Una tarde soleada en el corazón de la jungla, un elefante salvaje y codicioso buscaba su próxima dosis de dulce. Tenía antojo de caña de azúcar y sabía exactamente dónde encontrarla.
Mientras se abría paso entre la exuberante vegetación, vio pasar un grupo de camiones, cada uno cargado de caña de azúcar. Sin pensarlo dos veces, el elefante salió corriendo a la carretera con la esperanza de agarrar algunos trozos del dulce manjar.
Pero cuando se acercaba a los camiones, vio algo que lo hizo detenerse. Una pequeña familia de monos ya estaba atacando con avidez la caña de azúcar, picoteando los montones y mordisqueando los jugosos tallos.

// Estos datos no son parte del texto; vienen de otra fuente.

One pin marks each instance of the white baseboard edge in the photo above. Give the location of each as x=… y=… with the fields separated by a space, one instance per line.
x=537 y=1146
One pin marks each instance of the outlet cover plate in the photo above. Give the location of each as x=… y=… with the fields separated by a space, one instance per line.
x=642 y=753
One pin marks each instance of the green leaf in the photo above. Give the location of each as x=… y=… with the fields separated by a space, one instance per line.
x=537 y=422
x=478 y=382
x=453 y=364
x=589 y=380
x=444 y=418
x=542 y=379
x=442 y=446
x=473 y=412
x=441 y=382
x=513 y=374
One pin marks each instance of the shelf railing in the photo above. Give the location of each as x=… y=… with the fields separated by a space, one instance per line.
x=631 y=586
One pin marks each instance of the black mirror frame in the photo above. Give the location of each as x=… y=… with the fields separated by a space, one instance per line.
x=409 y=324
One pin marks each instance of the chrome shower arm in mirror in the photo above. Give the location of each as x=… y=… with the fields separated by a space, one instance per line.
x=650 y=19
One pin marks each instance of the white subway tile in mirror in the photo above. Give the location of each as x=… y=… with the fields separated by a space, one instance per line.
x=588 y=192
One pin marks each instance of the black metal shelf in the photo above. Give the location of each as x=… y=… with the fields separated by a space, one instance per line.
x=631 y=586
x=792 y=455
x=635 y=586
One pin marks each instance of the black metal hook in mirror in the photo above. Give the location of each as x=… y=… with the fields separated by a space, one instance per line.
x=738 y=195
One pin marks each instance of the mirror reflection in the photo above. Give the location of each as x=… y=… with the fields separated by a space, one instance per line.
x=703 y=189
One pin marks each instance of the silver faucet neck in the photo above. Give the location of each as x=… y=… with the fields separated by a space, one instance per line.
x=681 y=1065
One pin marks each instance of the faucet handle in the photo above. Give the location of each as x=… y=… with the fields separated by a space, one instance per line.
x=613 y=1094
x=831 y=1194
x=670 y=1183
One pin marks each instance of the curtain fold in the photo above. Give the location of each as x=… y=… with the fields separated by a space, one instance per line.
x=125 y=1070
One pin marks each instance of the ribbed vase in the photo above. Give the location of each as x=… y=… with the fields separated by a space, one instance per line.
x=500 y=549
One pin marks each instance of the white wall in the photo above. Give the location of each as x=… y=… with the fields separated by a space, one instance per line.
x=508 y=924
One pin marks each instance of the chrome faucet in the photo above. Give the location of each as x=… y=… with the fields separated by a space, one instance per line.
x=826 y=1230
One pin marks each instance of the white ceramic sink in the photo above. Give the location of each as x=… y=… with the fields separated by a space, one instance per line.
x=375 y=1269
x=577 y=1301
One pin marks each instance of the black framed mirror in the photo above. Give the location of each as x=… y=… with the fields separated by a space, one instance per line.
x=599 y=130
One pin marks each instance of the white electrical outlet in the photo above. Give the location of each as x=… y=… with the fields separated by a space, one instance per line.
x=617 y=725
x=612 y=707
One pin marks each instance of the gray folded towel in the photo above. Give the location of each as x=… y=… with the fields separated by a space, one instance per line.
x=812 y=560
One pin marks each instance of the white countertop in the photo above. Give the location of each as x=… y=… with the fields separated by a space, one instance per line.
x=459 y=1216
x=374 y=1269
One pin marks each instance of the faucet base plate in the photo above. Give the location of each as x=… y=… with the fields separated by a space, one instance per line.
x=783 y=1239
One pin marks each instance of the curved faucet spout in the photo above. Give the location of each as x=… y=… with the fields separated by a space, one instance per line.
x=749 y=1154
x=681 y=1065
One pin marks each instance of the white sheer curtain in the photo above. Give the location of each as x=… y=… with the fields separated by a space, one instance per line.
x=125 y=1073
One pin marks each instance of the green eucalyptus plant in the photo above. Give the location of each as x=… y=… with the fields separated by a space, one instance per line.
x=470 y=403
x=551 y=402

Sintiendo una punzada de culpa, el elefante se dio cuenta de que no podía entrar y tomar la caña de azúcar para sí mismo. Así que decidió esperar pacientemente al costado del camino, observando cómo los monos jugaban y comían hasta saciarse.
Al cabo de un rato, los monos se cansaron y se alejaron, dejando atrás unos cuantos trozos de caña de azúcar esparcidos. Y fue entonces cuando el elefante hizo su mueca. Se acercó con cuidado al montón de caña de azúcar y cogió con cuidado un tallo, saboreando el dulce sabor mientras lo masticaba.
Pero, aunque disfrutaba de su premio, el elefante no pudo evitar sentirse agradecido por la pequeña familia de monos que lo habían precedido. Sabía que sin ellos, no habría podido disfrutar de la caña de azúcar en primer lugar.
Y con ese pensamiento en mente, el elefante continuó su viaje a través de la jungla, sintiéndose un poco más ligero y un poco más feliz que antes.